Publié le par Alternatifs06 pays de Grasse

Une française interpellée devant l'école de son enfant et contrainte de livrer son compagnon marocain qu'elle devait épouser le 26 janvier...


Une française interpellée, menottée et contrainte de livrer la personne qu'elle aime ! Une mesure d'éloignement prononcée en vue de faire obstacle à un mariage ! Un couple mixte séparé ! Les Amoureux au ban public dénoncent avec vigueur ces pratiques inadmissibles et ignobles dans un État de droit.


Le Mouvement des Amoureux au Ban Public
Au nom de la lutte contre les mariages blancs et du contrôle de l'immigration familiale, reléguée au rang peu enviable «d'immigration subie», le durcissement continu des lois et des pratiques administratives produisent des situations inadmissibles : multiplication des procédures d'opposition à mariage, difficultés pour obtenir la transcription des unions célébrées à l'étranger, multiplication des refus de visa ou de titres de séjour, éloignement des conjoint(e)s de français(e)s en situation irrégulière, enquêtes de police sur la communauté de vie ne respectant pas les règles élémentaires de déontologie, d'objectivité et de respect des personnes auditionnées, non reconnaissance du droit au séjour des couples mixtes vivant hors mariage....
Des collectif de couples mixtes, les «Amoureux au Ban Public» se sont constitués partout en France pour assurer la défense du droit à une vie familiale.

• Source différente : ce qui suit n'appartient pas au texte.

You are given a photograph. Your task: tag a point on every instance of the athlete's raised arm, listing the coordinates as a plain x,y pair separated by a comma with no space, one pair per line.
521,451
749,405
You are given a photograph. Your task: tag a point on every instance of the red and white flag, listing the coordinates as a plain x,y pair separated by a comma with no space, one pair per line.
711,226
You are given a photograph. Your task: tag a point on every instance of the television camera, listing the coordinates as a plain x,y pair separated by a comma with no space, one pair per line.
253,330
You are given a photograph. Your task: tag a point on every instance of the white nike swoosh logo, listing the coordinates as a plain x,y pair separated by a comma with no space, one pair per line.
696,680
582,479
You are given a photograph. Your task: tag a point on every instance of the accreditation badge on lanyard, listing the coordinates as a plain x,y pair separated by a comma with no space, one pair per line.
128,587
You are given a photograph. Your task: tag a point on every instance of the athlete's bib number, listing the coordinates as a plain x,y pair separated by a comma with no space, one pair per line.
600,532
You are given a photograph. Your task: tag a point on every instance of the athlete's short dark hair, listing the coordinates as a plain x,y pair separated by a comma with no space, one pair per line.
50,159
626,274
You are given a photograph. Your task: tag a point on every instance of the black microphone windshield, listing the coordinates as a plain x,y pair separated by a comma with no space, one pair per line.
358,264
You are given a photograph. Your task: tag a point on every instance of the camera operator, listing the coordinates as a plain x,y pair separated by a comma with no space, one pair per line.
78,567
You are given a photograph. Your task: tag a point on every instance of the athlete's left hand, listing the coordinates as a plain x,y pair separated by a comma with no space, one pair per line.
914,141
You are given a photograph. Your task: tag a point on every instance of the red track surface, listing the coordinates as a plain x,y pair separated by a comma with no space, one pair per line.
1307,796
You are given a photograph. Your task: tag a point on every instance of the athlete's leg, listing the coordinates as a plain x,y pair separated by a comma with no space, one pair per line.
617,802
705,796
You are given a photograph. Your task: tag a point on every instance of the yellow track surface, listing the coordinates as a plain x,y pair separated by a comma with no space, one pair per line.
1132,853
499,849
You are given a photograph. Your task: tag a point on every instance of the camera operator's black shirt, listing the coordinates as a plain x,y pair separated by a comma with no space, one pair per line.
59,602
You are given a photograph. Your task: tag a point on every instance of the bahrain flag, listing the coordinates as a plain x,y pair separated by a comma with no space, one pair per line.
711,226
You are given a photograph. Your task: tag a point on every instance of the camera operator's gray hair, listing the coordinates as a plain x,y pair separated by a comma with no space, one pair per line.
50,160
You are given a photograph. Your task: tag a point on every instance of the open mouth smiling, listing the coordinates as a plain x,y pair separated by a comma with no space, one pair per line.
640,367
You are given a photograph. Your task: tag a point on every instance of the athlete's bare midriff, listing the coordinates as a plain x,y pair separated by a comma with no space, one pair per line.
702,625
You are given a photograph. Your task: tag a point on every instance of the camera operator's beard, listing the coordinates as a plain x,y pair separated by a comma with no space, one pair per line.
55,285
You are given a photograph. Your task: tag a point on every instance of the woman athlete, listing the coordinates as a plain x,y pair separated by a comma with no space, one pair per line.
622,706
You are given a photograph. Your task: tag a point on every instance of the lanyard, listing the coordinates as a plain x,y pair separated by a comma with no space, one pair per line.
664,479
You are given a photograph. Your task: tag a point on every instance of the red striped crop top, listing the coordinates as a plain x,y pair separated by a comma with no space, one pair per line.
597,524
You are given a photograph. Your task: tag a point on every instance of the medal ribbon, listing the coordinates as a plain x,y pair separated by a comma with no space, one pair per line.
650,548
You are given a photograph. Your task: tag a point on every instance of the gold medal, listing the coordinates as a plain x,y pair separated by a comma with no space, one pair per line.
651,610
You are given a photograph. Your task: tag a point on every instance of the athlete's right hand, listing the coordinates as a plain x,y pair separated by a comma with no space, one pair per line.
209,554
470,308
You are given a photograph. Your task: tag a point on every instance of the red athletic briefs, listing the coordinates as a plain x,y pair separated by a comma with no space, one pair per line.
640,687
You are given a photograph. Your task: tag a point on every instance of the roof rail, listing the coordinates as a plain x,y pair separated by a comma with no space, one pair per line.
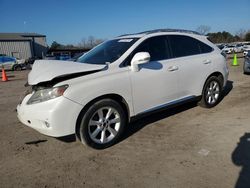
164,30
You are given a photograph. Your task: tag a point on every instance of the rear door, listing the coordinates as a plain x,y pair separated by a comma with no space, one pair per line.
156,83
194,62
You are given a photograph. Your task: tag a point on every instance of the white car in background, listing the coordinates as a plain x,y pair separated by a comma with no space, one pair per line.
228,49
127,76
238,48
246,51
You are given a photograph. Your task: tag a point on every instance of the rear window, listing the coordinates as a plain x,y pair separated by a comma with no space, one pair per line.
184,46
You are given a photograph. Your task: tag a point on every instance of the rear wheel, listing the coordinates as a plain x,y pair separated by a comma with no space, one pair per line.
212,92
102,124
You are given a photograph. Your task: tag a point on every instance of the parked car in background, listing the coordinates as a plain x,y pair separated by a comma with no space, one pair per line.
246,66
11,63
127,76
247,51
238,48
228,49
50,57
75,58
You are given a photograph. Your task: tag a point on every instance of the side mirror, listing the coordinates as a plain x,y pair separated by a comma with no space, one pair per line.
139,58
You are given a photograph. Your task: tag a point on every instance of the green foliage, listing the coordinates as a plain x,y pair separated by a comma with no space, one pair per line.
56,45
247,37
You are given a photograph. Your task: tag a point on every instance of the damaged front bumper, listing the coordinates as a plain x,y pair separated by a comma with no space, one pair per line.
56,117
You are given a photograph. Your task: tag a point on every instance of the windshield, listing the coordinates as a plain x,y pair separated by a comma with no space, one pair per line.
108,51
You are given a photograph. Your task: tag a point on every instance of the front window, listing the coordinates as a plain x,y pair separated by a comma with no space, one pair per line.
108,51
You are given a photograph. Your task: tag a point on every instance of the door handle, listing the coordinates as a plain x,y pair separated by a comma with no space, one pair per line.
207,61
173,68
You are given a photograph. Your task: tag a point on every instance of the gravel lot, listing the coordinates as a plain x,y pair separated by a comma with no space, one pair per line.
186,146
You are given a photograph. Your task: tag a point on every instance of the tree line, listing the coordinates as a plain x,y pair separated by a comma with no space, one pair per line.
216,37
85,43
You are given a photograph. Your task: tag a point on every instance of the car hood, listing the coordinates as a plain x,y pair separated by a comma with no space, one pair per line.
47,70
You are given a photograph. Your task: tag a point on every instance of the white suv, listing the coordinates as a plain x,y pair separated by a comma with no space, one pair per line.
130,75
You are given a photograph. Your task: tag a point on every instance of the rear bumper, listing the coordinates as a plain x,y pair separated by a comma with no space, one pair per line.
56,117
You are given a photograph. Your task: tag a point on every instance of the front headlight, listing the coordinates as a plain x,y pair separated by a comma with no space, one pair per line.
47,94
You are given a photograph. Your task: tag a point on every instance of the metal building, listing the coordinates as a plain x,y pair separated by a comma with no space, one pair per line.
23,45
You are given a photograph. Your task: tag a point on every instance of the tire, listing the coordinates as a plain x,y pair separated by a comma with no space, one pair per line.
212,92
102,124
17,68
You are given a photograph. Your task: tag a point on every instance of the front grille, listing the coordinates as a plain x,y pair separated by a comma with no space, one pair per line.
25,93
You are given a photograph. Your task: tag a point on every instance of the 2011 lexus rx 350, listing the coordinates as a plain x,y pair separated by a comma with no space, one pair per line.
130,75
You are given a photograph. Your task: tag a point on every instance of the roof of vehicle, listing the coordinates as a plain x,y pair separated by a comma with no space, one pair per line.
144,33
19,36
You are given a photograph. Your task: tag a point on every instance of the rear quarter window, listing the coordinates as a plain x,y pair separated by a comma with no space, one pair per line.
185,46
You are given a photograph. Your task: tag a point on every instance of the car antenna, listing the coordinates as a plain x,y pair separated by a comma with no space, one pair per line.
107,64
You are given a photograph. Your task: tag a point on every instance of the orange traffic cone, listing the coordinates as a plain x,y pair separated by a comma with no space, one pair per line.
4,76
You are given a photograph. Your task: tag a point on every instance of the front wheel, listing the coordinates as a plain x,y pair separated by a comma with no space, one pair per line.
102,124
212,92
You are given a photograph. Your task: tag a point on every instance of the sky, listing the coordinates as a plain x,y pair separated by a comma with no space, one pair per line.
69,21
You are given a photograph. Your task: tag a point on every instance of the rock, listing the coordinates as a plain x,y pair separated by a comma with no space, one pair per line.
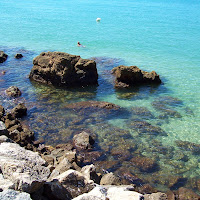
13,91
92,104
4,138
155,196
6,183
188,146
62,69
141,112
111,193
187,194
144,164
63,166
3,57
74,182
23,167
89,171
3,130
110,179
2,111
18,55
55,191
143,127
83,140
19,111
14,195
130,76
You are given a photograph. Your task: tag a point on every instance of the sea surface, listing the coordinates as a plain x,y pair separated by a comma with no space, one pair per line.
154,35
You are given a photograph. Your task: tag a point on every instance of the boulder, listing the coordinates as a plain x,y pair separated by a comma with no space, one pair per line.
14,195
83,140
74,182
19,111
13,91
63,69
3,130
110,179
26,169
89,171
188,146
145,164
4,138
3,57
6,183
18,55
111,193
2,111
129,76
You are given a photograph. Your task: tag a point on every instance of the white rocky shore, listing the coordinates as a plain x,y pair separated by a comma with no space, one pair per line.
26,175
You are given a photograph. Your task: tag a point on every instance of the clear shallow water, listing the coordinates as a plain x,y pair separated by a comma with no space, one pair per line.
154,35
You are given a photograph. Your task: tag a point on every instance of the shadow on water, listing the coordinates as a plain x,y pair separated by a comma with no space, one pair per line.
127,140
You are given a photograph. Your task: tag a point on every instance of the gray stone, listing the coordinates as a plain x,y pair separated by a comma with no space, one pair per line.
4,138
14,195
83,140
155,196
111,193
6,183
23,167
63,69
3,130
110,179
74,182
13,91
3,57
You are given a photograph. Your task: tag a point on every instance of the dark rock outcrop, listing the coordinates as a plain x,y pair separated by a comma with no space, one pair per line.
18,55
13,91
130,76
19,111
3,57
83,140
63,69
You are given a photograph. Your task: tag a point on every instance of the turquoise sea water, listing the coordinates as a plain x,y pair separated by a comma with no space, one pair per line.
154,35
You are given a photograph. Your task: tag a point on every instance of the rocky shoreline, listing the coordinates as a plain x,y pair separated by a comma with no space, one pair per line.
62,172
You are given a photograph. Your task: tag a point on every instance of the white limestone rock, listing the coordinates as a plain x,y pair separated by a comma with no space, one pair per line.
111,193
14,195
22,167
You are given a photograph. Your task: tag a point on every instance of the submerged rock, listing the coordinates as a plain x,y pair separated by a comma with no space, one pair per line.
3,57
111,193
14,195
19,111
188,146
145,164
23,167
143,127
166,105
141,112
74,182
83,140
2,111
92,104
18,55
110,179
13,91
130,76
62,69
156,196
187,194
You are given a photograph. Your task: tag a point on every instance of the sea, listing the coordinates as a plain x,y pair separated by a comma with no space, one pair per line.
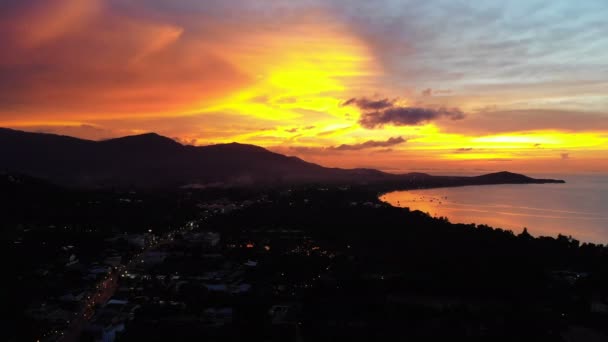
578,208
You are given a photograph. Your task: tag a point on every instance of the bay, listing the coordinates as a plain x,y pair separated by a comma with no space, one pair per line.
578,208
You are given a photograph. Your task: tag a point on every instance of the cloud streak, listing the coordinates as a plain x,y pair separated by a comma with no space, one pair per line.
377,113
369,144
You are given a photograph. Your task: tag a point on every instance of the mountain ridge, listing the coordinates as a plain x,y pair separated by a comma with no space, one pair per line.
153,160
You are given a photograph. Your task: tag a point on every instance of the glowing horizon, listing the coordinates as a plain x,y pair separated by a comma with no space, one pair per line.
389,90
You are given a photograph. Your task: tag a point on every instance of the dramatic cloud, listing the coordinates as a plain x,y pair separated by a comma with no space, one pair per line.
367,104
369,144
377,113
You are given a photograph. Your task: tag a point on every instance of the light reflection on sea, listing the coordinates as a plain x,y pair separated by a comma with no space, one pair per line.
578,208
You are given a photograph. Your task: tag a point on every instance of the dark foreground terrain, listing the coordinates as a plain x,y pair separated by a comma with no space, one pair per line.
314,263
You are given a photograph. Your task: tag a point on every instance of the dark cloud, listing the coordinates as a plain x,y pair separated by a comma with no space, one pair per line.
367,104
380,146
377,113
369,144
407,116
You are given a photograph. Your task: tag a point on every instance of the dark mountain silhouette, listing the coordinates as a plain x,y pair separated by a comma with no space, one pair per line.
151,160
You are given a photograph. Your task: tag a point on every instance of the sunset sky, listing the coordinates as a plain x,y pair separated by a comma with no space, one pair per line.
437,85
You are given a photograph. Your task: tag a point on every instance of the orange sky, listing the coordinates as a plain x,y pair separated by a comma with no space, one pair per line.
392,89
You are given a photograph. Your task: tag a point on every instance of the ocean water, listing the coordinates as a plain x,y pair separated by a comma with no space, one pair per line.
578,208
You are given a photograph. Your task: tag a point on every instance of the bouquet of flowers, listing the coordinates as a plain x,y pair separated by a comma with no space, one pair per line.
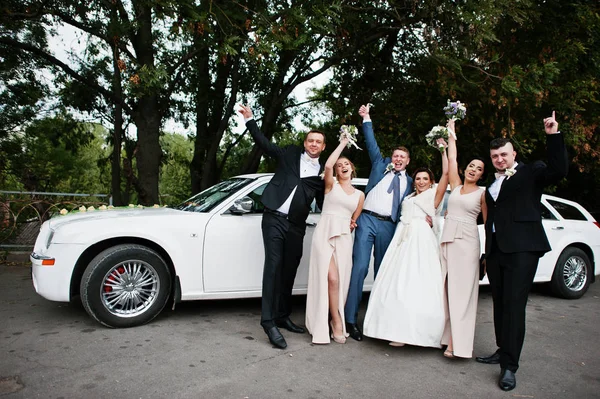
455,110
437,132
350,132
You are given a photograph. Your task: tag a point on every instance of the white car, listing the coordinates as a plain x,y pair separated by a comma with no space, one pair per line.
126,264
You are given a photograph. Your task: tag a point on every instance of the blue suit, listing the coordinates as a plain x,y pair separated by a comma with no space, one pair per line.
370,231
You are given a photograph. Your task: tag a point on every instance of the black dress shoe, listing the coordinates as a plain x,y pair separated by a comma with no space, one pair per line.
491,359
289,325
276,338
507,381
353,330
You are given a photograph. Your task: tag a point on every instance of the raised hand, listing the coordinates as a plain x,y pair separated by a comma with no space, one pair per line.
353,225
245,111
550,124
451,128
344,139
363,111
441,143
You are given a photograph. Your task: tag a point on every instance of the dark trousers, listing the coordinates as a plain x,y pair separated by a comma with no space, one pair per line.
511,277
283,250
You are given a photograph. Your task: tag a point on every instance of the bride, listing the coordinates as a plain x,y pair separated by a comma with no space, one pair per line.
406,304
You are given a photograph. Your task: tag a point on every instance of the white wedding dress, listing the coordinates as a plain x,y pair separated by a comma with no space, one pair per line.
406,303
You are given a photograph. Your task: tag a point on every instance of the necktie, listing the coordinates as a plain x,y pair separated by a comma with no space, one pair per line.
395,187
308,158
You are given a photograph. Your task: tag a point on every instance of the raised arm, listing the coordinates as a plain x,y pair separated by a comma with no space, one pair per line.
330,164
357,211
558,162
265,144
443,183
453,176
370,142
483,207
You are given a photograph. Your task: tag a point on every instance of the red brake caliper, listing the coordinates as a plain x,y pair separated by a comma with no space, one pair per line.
111,278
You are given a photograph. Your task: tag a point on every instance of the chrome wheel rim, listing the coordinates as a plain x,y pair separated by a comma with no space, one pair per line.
130,288
575,273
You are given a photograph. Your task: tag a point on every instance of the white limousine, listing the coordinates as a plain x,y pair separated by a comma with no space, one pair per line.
126,264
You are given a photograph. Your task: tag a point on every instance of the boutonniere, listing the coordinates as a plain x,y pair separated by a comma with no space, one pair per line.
510,172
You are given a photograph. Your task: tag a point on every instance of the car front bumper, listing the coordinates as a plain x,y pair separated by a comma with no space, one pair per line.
53,282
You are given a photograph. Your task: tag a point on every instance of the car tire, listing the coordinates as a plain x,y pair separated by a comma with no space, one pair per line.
125,286
572,274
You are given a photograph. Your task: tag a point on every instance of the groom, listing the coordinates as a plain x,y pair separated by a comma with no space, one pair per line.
388,184
515,240
287,200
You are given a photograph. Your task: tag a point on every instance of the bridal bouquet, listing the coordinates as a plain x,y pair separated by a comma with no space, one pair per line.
349,131
455,110
437,132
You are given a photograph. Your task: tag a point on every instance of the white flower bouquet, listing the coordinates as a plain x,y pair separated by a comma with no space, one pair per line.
349,131
455,110
437,132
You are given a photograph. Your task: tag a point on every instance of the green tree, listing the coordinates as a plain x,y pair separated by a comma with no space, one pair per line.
175,185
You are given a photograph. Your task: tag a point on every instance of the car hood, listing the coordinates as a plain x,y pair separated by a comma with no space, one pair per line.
78,217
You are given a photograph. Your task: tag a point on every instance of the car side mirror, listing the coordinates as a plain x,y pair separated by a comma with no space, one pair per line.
242,205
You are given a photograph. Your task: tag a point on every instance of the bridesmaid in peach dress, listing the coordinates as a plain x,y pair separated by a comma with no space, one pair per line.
460,249
331,251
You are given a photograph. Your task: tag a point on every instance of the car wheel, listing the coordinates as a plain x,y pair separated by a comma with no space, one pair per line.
125,286
572,274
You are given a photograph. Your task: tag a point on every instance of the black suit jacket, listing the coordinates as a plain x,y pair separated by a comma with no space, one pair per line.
287,176
517,213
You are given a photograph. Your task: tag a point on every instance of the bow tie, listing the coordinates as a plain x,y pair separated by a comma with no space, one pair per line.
308,158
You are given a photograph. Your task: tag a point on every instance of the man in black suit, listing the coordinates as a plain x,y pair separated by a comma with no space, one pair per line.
287,200
515,240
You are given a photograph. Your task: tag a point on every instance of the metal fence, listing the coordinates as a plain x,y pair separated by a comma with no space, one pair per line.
23,212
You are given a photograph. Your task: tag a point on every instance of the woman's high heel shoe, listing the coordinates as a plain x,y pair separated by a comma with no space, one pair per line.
340,339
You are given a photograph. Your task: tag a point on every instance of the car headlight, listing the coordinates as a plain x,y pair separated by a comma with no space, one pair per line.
49,239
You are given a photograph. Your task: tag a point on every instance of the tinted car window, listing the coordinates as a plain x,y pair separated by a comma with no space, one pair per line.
211,197
567,211
258,206
546,214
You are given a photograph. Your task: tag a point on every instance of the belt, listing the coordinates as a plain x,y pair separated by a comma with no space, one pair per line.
276,213
378,216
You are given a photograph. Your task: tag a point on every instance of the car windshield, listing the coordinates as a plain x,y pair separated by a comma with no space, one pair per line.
213,196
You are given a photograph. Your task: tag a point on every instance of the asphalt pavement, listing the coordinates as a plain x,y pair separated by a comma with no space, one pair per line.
217,349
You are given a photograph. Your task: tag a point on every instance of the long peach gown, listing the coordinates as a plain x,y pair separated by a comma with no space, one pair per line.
460,249
332,237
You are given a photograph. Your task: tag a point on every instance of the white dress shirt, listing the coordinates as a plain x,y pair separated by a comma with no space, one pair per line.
495,189
495,186
307,169
379,200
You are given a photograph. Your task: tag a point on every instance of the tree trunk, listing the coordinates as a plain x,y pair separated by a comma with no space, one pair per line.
202,141
148,156
147,114
115,180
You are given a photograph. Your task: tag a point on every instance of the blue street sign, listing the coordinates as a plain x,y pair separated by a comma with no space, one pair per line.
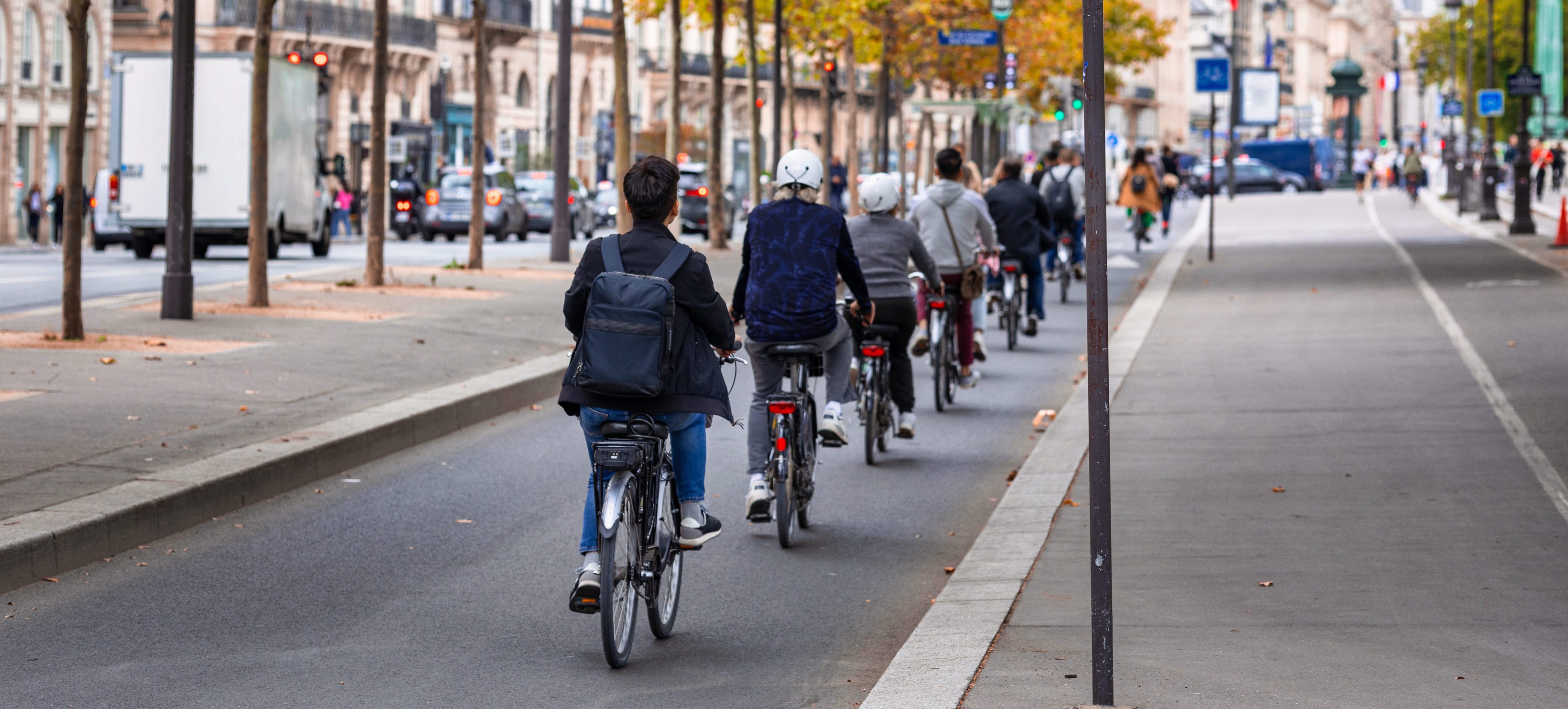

Visitez le site des amoureux au ban public : http://amoureuxauban.net

 



Mohammed Z., un marocain en situation irrégulière, et Leatitia V., ressortissante française ont décidé de se marier après deux ans de concubinage. Le couple dépose un dossier de mariage auprès de la Mairie de Dijon qui, suspectant un mariage blanc, saisi le Procureur de la République. Une enquête est lancée et le couple est interrogé une première fois par la police. Quelques jours plus tard, le véhicule de Leatita est bloqué par deux voitures de police devant l'école de son fils de trois ans. Les fonctionnaires de police la menotte et l'informent qu'elle doit les conduire à son domicile pour que Mohammed soit interpellé. Leatitia proteste et signale qu'elle doit prendre son fils à la sortie de l'école. Les policiers l'obligent à monter dans leur véhicule en lui disant qu'ils ont prévenu l'école et que l'enfant ne sortira pas. Arrivés devant le domicile du couple, les policiers demandent à Leatitia d'ouvrir la porte. Celle-ci refuse dans un premier temps mais les policiers menacent d'enfoncer la porte. A l'intérieur du logement, Mohammed cède et ouvre. Il est immédiatement interpellé et placé en garde à vue. Le soir, Mohammed est au centre de rétention du Mesnil Amlelot dans l'attente de son éloignement vers le Maroc.